Two more limits. Batching matters: feed more than five deals at once and per-deal quality drops because the model spreads thin. And the agent synthesizes, it does not forecast. It gives you the most likely stall reason given the evidence, not a probability that the deal closes. Treat the confidence rating as a flag for which reads to interrogate before the meeting.

FAQ

What is a stalled deal in B2B pipeline?

A stalled deal is an open opportunity that has not changed stage or logged meaningful activity for a set window, commonly 21 or 30 days. Crossing that window flags the deal for review. Some stalled deals are recoverable and some have gone dark, so the review tells you which.

How is this different from CRM deal-stage automation?
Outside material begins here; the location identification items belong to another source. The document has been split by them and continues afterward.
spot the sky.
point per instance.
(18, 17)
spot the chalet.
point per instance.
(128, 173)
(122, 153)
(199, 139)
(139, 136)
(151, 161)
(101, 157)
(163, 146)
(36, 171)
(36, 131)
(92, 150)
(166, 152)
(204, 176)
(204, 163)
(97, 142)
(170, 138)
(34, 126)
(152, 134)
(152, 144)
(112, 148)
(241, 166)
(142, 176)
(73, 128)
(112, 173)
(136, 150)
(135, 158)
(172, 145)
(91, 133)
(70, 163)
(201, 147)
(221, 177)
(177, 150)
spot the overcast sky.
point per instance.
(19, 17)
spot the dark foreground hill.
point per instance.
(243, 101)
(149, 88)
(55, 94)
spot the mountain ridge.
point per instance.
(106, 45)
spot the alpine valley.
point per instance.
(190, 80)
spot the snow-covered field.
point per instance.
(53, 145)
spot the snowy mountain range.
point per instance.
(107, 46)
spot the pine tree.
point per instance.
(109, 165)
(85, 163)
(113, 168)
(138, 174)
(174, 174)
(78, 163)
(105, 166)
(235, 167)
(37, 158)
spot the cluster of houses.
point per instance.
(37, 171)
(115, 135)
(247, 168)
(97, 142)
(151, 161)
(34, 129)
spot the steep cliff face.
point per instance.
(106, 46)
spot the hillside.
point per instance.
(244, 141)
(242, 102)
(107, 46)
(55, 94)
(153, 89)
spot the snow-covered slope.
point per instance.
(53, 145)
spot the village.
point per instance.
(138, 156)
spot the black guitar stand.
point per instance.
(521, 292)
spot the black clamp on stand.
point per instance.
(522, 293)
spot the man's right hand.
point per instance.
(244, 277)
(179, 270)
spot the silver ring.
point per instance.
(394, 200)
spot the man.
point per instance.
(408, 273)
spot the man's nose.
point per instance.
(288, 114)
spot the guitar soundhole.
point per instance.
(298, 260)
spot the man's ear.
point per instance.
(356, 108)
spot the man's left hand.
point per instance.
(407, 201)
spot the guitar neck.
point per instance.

CRM automation flags that a deal stalled. The stalled deal spotter explains why it stalled, names the blocker, and prescribes one specific action grounded in the call and note evidence. The first gives you a status alert. The second gives you a diagnosis and a next step.

Can you run this on every deal instead of just stalled ones?

You can, but the value drops. The workflow earns its keep on deals where the path forward is unclear. Running it on healthy deals adds noise and crowds the batch. Keep batches to five stalled deals for the sharpest per-deal output.

Do you need Gong, or will any transcript source work?

Any reliable transcript source works: Gong, Fathom, or Chorus. The brand of recorder does not matter. Capturing discovery and negotiation calls does. A missing transcript hurts you more than which tool produced it.